Shaw University, one of HBCU basketball’s oldest programs, has been hit big-time by the NCAA.
The men’s basketball program has been hit with sanctions stemming from multiple major violations that occurred under former head coach Joel Hopkins. Shaw said it believes the penalties leveled against it were excessive.
The NCAA says that during the 2018-2019 season the university’s failure to monitor the men’s basketball program led to major violations, including arranging completion of coursework for a half-dozen student-athletes, resulting in those student-athletes competing while ineligible, according to an agreement released by the Division II Committee on Infractions.
Shaw, in a statement, released following the decision last month, stated it felt the penalties leveled against it were excessive.
“We are disappointed with the additional penalties imposed by the NCAA,” read the statement. “Those penalties appear to be excessive based on precedent and in comparison, to similar cases and previous violations at other institutions. Since the date the issue was initially self-reported by the university, all involved parties are no longer affiliated with the university; the university has instituted updated compliance policies; and the athletic department will undergo regular internal and external reviews to maintain the integrity of our athletics program. Though we disagree with the outcome, the university will continue its full cooperation with the process and work hard to close this chapter and focus on the future success of the program for our administrators, coaches, and student-athletes.
According to the NCAA’s report, a Shaw University basketball manager arranged for a women’s basketball player to complete the coursework as the six student-athletes competed in 31 games and received actual and necessary expenses while ineligible. Hopkins, according to the report, was given permission to be away from the team due to personal circumstances, leaving his assistants to run the program.
HBCU hit with multiple years of probation
The violations were reported during the spring of 2019, but the Raleigh, NC-based HBCU attempted to arrange interviews with the involved student-athletes without success and failed to adequately collect sufficient information about the possible violations because of the lack of coordination in the investigations it conducted.

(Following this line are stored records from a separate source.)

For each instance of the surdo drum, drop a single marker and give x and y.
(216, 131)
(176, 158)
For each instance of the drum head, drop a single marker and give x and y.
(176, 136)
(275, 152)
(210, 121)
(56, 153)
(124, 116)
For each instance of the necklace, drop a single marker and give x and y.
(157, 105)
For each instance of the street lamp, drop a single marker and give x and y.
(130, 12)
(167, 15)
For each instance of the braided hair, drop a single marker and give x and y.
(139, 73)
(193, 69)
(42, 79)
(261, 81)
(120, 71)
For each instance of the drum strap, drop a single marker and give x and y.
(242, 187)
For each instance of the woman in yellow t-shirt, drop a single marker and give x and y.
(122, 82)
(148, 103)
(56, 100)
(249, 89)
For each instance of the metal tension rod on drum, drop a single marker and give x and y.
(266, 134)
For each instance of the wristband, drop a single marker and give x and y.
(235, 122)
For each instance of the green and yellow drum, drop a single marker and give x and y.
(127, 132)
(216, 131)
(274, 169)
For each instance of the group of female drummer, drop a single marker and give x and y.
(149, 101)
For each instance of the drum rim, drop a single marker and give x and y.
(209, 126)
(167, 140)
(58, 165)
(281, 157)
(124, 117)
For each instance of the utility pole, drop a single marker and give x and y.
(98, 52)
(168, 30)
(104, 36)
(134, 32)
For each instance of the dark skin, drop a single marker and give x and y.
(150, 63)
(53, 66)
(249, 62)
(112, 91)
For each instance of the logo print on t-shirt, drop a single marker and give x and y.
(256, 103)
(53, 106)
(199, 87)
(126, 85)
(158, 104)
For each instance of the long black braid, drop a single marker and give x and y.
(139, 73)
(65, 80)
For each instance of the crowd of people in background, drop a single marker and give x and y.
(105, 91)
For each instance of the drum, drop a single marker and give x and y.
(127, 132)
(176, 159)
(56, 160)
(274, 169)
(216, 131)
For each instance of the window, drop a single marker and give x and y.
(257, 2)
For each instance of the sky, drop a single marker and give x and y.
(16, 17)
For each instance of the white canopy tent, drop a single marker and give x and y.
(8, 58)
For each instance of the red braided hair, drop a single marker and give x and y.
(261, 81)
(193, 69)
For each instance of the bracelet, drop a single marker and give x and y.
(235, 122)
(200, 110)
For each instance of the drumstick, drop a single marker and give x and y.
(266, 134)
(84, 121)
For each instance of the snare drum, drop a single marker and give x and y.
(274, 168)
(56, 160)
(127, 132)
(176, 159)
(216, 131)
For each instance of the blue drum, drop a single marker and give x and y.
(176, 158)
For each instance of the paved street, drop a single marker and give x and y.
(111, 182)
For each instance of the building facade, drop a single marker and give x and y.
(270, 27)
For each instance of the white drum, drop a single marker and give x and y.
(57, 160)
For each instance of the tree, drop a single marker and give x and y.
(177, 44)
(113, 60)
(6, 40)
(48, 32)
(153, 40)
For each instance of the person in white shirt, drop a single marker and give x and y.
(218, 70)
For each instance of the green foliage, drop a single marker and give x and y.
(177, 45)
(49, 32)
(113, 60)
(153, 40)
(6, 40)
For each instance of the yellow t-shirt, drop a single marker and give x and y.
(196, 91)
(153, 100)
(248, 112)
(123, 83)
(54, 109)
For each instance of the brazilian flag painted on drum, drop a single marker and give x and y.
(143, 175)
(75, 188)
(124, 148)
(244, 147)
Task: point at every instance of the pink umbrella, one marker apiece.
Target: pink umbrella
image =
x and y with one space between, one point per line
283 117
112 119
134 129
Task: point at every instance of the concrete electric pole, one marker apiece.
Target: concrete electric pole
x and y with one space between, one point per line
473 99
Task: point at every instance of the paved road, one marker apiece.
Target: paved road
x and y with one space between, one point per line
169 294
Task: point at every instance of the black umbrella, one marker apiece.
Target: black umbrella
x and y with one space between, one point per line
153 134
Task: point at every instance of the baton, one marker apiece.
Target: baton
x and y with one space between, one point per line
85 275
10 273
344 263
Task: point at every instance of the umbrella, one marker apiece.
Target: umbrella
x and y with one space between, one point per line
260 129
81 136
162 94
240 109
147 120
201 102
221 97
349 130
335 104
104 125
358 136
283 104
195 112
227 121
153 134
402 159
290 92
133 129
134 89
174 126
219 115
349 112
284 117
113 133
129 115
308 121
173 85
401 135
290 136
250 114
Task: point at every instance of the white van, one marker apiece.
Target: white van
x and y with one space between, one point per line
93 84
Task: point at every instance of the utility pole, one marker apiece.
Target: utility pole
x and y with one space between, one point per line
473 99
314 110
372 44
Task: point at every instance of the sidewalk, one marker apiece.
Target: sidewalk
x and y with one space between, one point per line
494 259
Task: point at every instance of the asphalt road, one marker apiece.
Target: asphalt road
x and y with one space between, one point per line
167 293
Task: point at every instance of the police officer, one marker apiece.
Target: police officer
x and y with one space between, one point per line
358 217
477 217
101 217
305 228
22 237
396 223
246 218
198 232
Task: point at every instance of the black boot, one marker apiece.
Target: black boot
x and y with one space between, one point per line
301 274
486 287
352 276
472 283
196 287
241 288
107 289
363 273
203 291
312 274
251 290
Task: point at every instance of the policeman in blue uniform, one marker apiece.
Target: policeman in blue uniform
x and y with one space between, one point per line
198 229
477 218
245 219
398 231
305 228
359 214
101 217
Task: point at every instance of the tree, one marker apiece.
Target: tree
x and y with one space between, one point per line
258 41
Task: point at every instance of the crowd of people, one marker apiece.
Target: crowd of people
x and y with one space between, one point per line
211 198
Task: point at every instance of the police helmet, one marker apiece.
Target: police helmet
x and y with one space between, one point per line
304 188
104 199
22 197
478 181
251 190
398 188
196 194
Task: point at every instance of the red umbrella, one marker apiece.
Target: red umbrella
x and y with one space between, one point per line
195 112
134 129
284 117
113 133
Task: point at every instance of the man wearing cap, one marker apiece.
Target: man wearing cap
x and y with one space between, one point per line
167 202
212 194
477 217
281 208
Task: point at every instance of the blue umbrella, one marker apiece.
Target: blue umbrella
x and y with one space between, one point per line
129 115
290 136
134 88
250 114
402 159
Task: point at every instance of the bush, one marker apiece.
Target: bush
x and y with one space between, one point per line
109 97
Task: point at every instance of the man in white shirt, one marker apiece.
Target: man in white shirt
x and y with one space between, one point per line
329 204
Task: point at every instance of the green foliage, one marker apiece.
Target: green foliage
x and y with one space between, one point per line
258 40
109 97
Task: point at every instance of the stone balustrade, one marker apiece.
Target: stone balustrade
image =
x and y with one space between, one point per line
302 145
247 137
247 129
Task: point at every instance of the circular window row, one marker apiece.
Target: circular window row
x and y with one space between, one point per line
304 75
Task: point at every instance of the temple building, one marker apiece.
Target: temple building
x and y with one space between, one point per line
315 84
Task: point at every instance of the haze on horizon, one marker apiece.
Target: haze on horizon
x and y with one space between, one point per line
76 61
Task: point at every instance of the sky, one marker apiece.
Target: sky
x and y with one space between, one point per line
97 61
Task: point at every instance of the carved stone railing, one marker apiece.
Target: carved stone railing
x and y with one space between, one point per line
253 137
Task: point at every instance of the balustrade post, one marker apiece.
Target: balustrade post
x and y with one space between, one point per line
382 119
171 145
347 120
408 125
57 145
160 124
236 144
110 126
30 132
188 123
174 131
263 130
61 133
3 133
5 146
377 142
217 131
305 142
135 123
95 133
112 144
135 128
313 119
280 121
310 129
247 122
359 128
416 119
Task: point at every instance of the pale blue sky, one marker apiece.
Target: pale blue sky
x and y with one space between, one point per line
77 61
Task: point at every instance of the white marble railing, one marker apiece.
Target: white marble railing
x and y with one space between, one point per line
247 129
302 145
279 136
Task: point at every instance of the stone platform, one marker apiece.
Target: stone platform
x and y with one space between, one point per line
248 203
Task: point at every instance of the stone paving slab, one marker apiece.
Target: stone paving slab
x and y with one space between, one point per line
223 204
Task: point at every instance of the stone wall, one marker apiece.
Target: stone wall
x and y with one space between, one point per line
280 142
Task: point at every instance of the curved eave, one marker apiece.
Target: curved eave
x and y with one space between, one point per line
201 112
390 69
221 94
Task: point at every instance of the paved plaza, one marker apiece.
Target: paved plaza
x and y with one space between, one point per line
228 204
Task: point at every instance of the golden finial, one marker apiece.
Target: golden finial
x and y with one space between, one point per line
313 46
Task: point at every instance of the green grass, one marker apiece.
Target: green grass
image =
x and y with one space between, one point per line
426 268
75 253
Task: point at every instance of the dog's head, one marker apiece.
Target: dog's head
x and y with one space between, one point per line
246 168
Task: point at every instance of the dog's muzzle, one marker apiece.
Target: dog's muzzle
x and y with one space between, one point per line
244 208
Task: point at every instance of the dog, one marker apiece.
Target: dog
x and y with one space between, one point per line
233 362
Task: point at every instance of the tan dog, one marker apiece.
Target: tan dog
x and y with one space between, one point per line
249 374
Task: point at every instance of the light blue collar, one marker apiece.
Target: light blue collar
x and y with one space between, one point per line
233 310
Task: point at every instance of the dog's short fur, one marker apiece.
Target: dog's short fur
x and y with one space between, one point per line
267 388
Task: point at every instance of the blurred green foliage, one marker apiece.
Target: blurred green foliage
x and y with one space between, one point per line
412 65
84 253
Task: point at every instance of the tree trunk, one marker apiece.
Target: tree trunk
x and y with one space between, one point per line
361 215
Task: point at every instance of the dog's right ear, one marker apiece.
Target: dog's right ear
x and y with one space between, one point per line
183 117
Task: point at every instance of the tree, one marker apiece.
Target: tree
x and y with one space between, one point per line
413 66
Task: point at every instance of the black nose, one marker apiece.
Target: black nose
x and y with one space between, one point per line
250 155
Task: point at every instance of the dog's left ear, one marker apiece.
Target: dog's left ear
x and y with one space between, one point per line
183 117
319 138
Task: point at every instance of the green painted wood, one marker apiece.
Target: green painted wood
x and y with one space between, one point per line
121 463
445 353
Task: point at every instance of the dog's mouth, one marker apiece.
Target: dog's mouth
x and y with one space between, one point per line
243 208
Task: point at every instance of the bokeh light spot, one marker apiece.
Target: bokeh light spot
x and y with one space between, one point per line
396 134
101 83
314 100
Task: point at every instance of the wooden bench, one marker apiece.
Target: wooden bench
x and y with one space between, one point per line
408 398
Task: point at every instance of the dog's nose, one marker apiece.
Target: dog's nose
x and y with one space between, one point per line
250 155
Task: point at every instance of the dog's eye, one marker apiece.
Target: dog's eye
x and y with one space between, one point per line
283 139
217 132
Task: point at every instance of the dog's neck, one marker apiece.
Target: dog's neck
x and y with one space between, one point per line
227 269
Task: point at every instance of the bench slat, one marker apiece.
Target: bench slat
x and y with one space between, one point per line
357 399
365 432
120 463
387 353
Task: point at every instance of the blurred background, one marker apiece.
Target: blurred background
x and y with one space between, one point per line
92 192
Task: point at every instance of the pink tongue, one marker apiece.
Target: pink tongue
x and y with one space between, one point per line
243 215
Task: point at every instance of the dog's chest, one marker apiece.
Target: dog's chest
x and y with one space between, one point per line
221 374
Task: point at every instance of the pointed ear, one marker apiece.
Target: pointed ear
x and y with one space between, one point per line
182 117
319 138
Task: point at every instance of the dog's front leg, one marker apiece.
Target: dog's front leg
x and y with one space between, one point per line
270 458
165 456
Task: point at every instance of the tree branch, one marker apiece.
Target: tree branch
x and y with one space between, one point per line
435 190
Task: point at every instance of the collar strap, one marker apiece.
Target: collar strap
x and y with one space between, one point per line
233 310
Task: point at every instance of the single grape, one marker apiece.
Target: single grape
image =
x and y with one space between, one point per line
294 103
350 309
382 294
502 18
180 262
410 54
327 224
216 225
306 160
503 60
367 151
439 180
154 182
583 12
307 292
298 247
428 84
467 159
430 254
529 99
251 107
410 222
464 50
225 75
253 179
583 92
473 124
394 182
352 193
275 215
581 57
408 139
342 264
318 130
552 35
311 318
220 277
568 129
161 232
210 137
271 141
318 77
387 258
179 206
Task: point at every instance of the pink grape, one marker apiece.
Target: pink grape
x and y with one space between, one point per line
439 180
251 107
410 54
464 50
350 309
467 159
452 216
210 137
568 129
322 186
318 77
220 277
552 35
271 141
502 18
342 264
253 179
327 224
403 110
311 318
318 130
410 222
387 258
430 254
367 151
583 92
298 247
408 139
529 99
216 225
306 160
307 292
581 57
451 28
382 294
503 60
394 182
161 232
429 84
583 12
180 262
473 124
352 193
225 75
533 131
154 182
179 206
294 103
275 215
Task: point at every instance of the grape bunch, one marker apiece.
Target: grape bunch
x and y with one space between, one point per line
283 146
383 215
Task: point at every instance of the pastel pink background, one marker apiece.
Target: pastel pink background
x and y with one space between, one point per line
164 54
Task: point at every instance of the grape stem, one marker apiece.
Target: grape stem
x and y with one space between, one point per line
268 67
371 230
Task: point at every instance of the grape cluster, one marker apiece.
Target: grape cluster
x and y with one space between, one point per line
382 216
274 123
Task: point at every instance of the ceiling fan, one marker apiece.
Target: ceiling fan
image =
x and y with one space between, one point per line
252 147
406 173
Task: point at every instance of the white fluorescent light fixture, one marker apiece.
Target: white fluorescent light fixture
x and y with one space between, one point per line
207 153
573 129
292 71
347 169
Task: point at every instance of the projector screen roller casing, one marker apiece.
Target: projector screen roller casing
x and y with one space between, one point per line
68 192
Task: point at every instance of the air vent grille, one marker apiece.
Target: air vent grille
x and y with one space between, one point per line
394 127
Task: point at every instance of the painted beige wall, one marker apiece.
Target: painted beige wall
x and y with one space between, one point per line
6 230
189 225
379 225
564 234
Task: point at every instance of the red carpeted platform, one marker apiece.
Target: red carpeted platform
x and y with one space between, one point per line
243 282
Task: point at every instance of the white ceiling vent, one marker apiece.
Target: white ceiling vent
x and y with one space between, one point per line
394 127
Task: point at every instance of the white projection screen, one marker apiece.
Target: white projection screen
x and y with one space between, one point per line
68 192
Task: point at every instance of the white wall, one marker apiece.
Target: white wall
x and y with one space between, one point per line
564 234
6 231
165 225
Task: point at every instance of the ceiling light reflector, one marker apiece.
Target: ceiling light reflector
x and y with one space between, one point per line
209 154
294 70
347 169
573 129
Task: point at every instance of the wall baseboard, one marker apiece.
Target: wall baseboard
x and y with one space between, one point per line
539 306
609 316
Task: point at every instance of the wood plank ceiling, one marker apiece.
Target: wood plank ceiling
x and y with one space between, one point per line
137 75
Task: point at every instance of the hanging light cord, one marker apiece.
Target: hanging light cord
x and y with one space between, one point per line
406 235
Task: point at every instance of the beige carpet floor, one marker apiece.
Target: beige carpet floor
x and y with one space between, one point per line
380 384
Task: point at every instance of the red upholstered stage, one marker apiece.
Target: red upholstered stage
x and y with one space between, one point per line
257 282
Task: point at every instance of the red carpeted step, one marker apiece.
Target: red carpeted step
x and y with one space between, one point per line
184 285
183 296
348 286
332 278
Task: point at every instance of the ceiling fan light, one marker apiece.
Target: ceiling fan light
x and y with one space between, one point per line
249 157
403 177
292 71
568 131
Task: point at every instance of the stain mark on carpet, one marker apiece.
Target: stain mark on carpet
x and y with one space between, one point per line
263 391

“With a campus where approximately one-quarter of the student body is student-athletes, the (Committee on Infractions) is particularly troubled by the disconnect between the institution and some fundamental NCAA compliance-related principles,” the committee said in its decision.
Not only that, Joel Hopkins, his associate head coach and his assistant coach are stated to have hesitated to cooperate and only agreed to participate in the interviews after being informed the investigation had substantiated their involvement in academic misconduct issues. Hopkins stepped down the following fall, ending his second stint at the HBCU just before basketball season began.
Shaw’s penalties are aplenty
The NCAA hit Shaw with the following penalties:
- Four years of probation.
- A $3,500 fine.
- A vacation of records of contests in which the student-athletes participated while ineligible.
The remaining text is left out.